商標登録するメリットだけをあげつらうのはフェアではありません。
デメリットについても触れなければならいでしょう。
そこで、商標登録することによるデメリットを考えてみました。
登録費用がかかる
まず、考えられるのは、商標登録のために決して少なくない費用がかかることです。
法定による最低限の費用だけでも、商標出願時の手数料と登録手数料がかかります。
出願料は3400円+1区分ごと8600円なので、最低でも12000円です。実際には、指定区分が1区分だけということは少ないので、これだけで数万円かかります。
出願料はあくまで出願にかかる手数料。
登録の際、別に登録料がかかります。
登録料は基本10年分で28200円×区分数になります。
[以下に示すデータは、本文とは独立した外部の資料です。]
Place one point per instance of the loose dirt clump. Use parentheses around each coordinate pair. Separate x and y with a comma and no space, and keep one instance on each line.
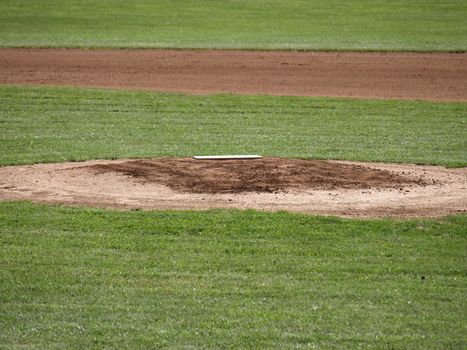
(261,175)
同様に、1区分ということは少ないのでこれも数万円は最低でもかかります。
このほか、審査に不服があった場合の再審請求、異議申し立てなどの際に別個に手数料がかかります。
以上をざっというと、10万円から20万円といったところでしょうか。
ここまではあくまで法定費用です。
商標登録は専門家である弁理士などを代理人に立てて行うのが一般的です。
したがって、代理人に支払う手数料が別にかかります。
そのほか、詳しくは商標登録費用の内訳にまとめてあるので参考にしてください。
いずれにしても、法定費用だけでも少なくとも10万円以上はかかるということです。
管理運用の手間がかかる
ビジネスを有利に進めていけるのなら、10万円、20万円という出費は決して大きなものではないかもしれません。
それよりも、管理や運用にかかる労力が面倒と感じる人が多いのではないでしょうか。
商標を登録したあかつきには、登録商標であることを分かりやすい形でアピールすることを法律で義務付けられています。
自社の商品やブランド、企業ロゴ、あるいはそれらの載った印刷物や看板などを改めて見直し、作りかえなければならないものもでてくるでしょう。
また、商標をどこかの誰かが勝手に使っていないか監視し、模倣や無断使用を見つけたら、使用をやめるよう勧告し、場合によっては裁判に持っていくことになります。
商標を登録しなければ、発生しないはずの作業と言えなくもありません。
とはいえ、前向きに捉えれば、これらの作業は企業にとってのブランディング活動にもなり得るので、決してマイナスのこととは言えないのではないでしょうか。
商標登録しないことのデメリットが大きい
以上、商標登録することのデメリットについて考えてみました。
改めて考察してみると、商標登録するには確かに費用がかかるものの、どう高く見積もってもせいぜい数十万円といったところです。
もう一つの管理運用の手間についても、面倒な作業が増えると言えばそうですが、ブランディングの一環として捉えれば決してマイナスとばかりは言えません。
総じて言うと、デメリットといってもこの程度なのです。
それよりも、商標登録しないことによるデメリットがはるかに大きいと言えます。
詳しくは商標登録しないまま商標を使っていることのリスクで説明していますので、ここでは簡単に言います。
商標登録しないままでいると、あなたが大切に育ててきた商品名や会社名がある日突然使えなくなったり、あるいは、高額なライセンス料を支払わなければならなかったり、場合によっては損害賠償を請求されることもあり得るのです。
商標登録を面倒と感じる場合もあるでしょう。
しかし、商標登録しないことによるデメリットにぜひ目を向けていただきたいと思います。